The soy grown in Latin America is not used to produce tofu or other vegan products, but to feed the animals that give us milk and meat. So, the way to stop the growth of large soy fields is to stop eating meat!
“Meat is also connected to masculinity – a real man should eat meat. This is of course nonsense.” Says Armando Perez-Cueto. “In my field of research, men can easily be seen as the black sheep. Through many studies, it is well known that men are less likely to alter their ways in order to live more sustainable for example. But I think that men must be allowed to be part of the solution to create a sustainable society, and I think we can overcome these lay beliefs with the right evidence.”
The industry already started to change
Armando Perez-Cueto has noticed how large companies within the food processing industry have shown an increasing interest towards plant-based nutrition.
“The big companies know that a change towards more plant-based nutrition is coming, and that they need to make a radical shift. In the last decade we can see how the different industries have been investing heavily in alternative products, and now a lot of vegan and vegetarian brands are owned by large food companies. There is also a lot of research conducted on how to produce plant-based protein, even more research is done on the sensory characteristics of plant-based foods. This is good, because we must make plant-based food more attractive, make it tasty!”
"There is a lot of research conducted on how to produce plant-based protein, even more research is done on the sensory characteristics of plant-based foods" says Armando Perez-Cueto. “This is good, because we must make plant-based food more attractive, make it tasty!”
Hoping for more solidarity
When asked what he thinks a regular diet will look like in 50 years, Armando Perez-Cueto answers without hesitation.
“We will eat plant-based! I am sure of it, because if we continue to eat like we do today we will destroy the planet, and won’t be there in 50 years time. We can either make the change now, in a controlled way, or we can be forced to change because we will not have enough water and food. And to change to a plant-based diet is not a negative development, but a way to both live healthier and to save the planet.”
We can either make the change now, in a controlled way, or we can be forced to change because we will not have enough water and food.
In the coming years, Armando Perez-Cueto will continue his research to further understand the social shift towards more plant-based eating. He is also a part of a European project about fermented food, HealthFerm, that will produce robust knowledge on the role that fermenting plants can play in a more sustainable food system.

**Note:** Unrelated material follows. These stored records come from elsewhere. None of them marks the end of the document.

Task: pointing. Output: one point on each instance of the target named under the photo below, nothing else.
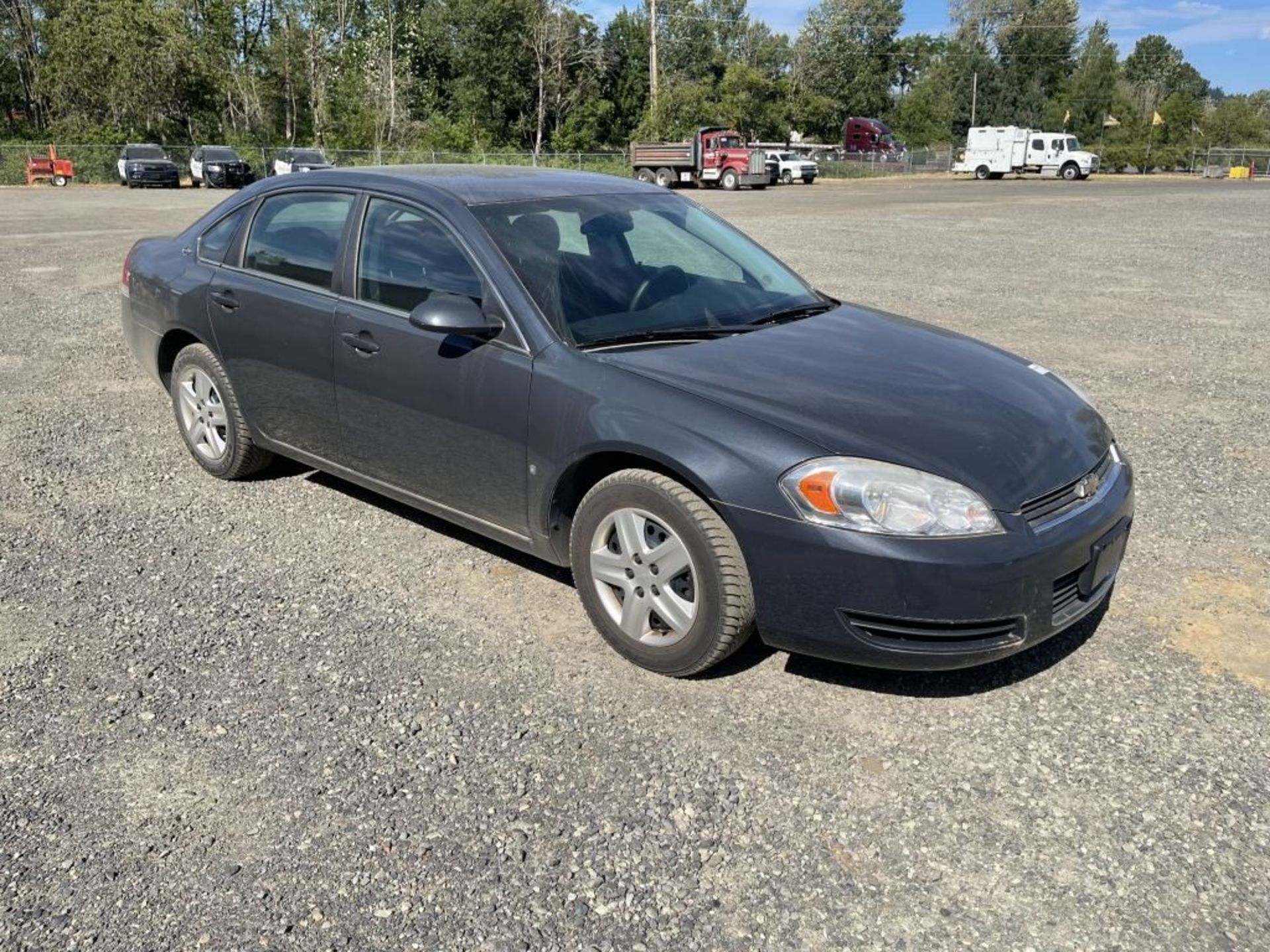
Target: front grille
(908, 634)
(1044, 509)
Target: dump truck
(713, 157)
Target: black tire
(723, 594)
(241, 456)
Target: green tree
(1091, 88)
(845, 55)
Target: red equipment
(59, 172)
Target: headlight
(874, 496)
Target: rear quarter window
(214, 243)
(296, 237)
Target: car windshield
(609, 267)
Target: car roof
(482, 184)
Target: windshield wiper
(642, 337)
(793, 314)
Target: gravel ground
(286, 714)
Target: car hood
(859, 382)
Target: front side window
(144, 153)
(214, 243)
(296, 237)
(407, 257)
(603, 267)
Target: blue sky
(1228, 42)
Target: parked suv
(292, 159)
(146, 164)
(219, 167)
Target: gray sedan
(610, 377)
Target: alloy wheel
(202, 414)
(644, 576)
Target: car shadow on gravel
(437, 524)
(959, 683)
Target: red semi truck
(713, 157)
(864, 135)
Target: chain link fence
(97, 164)
(863, 165)
(1217, 163)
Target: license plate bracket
(1105, 556)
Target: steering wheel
(668, 281)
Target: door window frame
(234, 255)
(352, 264)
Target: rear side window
(405, 258)
(296, 237)
(214, 243)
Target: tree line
(544, 75)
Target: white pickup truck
(991, 151)
(790, 165)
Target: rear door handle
(362, 343)
(225, 299)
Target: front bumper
(154, 177)
(229, 178)
(925, 604)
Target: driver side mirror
(455, 314)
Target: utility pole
(652, 51)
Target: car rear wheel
(210, 419)
(661, 574)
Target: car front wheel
(210, 419)
(661, 574)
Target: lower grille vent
(902, 634)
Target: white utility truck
(991, 151)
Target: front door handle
(362, 343)
(225, 299)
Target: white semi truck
(991, 151)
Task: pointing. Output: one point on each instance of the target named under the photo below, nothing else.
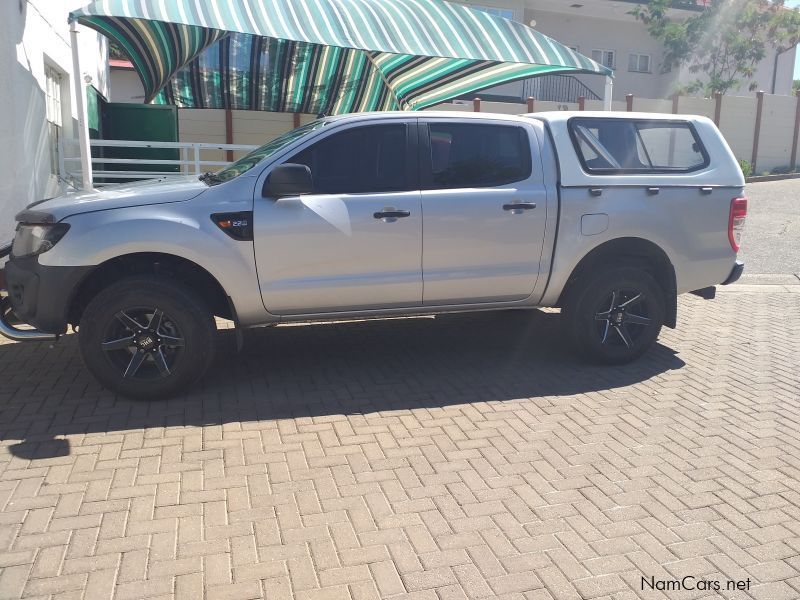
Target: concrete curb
(763, 283)
(764, 178)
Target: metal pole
(80, 102)
(609, 93)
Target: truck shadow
(347, 368)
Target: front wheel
(614, 315)
(147, 338)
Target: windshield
(243, 165)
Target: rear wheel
(614, 315)
(147, 338)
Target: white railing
(193, 160)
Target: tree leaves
(721, 44)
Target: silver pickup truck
(608, 216)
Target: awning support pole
(80, 102)
(609, 93)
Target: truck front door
(356, 242)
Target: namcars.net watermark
(691, 583)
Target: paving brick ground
(462, 457)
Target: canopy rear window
(631, 146)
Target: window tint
(465, 155)
(369, 159)
(621, 145)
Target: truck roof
(550, 116)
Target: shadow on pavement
(310, 371)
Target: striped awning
(323, 56)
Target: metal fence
(193, 159)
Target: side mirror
(288, 180)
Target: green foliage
(723, 44)
(746, 167)
(116, 51)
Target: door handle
(391, 214)
(514, 207)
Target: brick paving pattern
(463, 457)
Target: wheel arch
(159, 264)
(632, 251)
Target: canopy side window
(630, 146)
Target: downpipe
(20, 335)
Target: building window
(607, 58)
(55, 117)
(506, 13)
(639, 63)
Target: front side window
(465, 155)
(639, 63)
(244, 164)
(360, 160)
(608, 146)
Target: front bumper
(40, 295)
(736, 273)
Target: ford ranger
(608, 216)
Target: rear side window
(609, 146)
(360, 160)
(464, 155)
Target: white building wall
(35, 33)
(126, 86)
(623, 38)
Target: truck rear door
(484, 207)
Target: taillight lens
(736, 222)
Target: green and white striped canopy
(323, 56)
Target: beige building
(606, 31)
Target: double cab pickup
(608, 216)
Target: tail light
(736, 221)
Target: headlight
(32, 240)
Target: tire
(613, 315)
(146, 338)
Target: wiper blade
(210, 178)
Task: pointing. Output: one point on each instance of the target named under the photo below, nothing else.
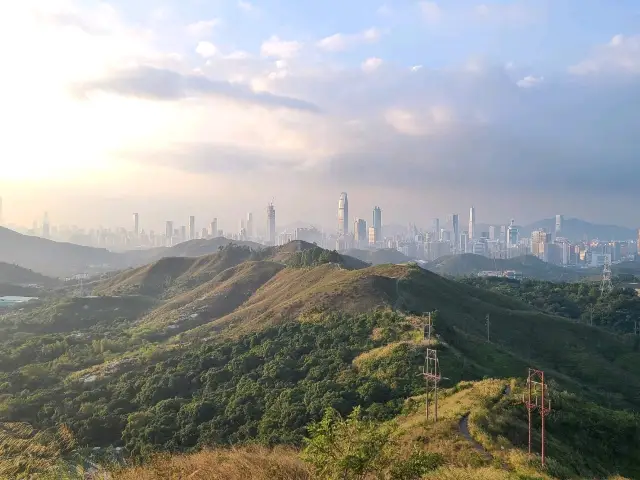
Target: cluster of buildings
(440, 239)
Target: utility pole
(488, 322)
(535, 385)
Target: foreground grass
(255, 463)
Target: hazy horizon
(522, 109)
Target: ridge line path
(463, 426)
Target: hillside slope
(16, 275)
(378, 256)
(238, 347)
(530, 266)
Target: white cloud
(246, 6)
(206, 49)
(341, 41)
(203, 27)
(529, 81)
(371, 64)
(620, 55)
(431, 11)
(274, 47)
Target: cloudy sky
(522, 108)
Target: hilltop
(243, 346)
(530, 266)
(379, 256)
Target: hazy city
(295, 240)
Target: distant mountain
(530, 266)
(16, 275)
(379, 257)
(578, 230)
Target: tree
(348, 449)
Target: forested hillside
(249, 346)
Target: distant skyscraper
(512, 234)
(559, 224)
(360, 232)
(271, 224)
(377, 223)
(436, 227)
(249, 226)
(46, 229)
(192, 227)
(343, 214)
(472, 223)
(454, 223)
(168, 233)
(136, 225)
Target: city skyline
(414, 104)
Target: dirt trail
(464, 429)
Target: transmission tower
(606, 286)
(535, 399)
(432, 377)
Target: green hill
(244, 346)
(379, 256)
(529, 266)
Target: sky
(523, 108)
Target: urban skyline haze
(521, 108)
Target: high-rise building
(343, 214)
(454, 225)
(559, 225)
(136, 225)
(360, 232)
(377, 223)
(512, 234)
(271, 224)
(249, 226)
(46, 229)
(192, 227)
(472, 223)
(168, 233)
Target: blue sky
(523, 108)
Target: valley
(186, 354)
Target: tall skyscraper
(472, 223)
(168, 233)
(46, 229)
(377, 223)
(454, 224)
(192, 227)
(271, 224)
(343, 214)
(559, 224)
(360, 232)
(249, 226)
(136, 225)
(512, 234)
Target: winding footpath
(463, 426)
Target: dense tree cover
(314, 256)
(265, 386)
(579, 301)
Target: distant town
(442, 238)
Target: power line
(535, 386)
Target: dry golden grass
(250, 463)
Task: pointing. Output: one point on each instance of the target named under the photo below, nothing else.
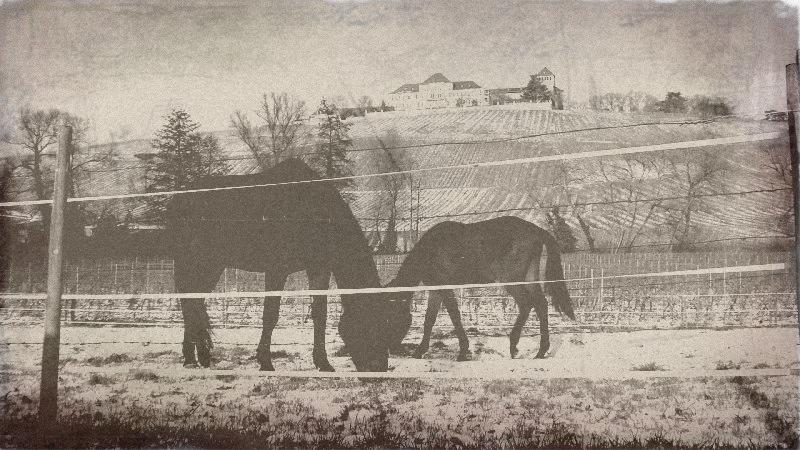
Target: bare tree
(389, 159)
(571, 178)
(626, 195)
(252, 137)
(37, 137)
(694, 172)
(364, 103)
(778, 167)
(280, 132)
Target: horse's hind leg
(524, 303)
(319, 314)
(272, 306)
(451, 305)
(434, 303)
(540, 305)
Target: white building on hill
(438, 92)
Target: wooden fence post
(48, 396)
(793, 105)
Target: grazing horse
(505, 249)
(277, 230)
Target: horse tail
(554, 274)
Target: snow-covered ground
(591, 355)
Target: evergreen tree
(330, 156)
(183, 156)
(561, 231)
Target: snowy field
(644, 388)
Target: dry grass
(403, 413)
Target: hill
(472, 135)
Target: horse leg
(540, 305)
(434, 302)
(524, 303)
(451, 305)
(196, 335)
(319, 315)
(269, 318)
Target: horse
(288, 227)
(504, 249)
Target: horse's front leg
(272, 306)
(540, 305)
(197, 326)
(319, 315)
(451, 305)
(434, 303)
(522, 296)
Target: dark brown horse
(277, 230)
(504, 249)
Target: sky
(123, 64)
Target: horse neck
(409, 274)
(355, 267)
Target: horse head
(362, 327)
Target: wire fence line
(699, 121)
(498, 163)
(398, 289)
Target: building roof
(505, 91)
(410, 87)
(465, 85)
(436, 78)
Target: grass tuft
(104, 380)
(114, 358)
(727, 365)
(649, 367)
(143, 375)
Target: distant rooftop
(436, 78)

“Eating plant-based food is a question of solidarity towards other people. Already today we are rationing water for humans, and at the same time we give water to the animals. Today 800 million people in the world go to bed hungry – yet we still give food to animals. We could end world hunger if we just ate less meat. It is our responsibility towards the rest of humanity to stop consuming meat and other animal sourced foods in the crazy way we do today! I believe that we can renew and restore instead of stealing, we can regenerate the planet. I can understand that some people feel powerless, but instead of that we can call our governments and industries to account, and we can also do changes as individuals. I want my daughter to live in a world that shows more compassion towards both humans and animals.”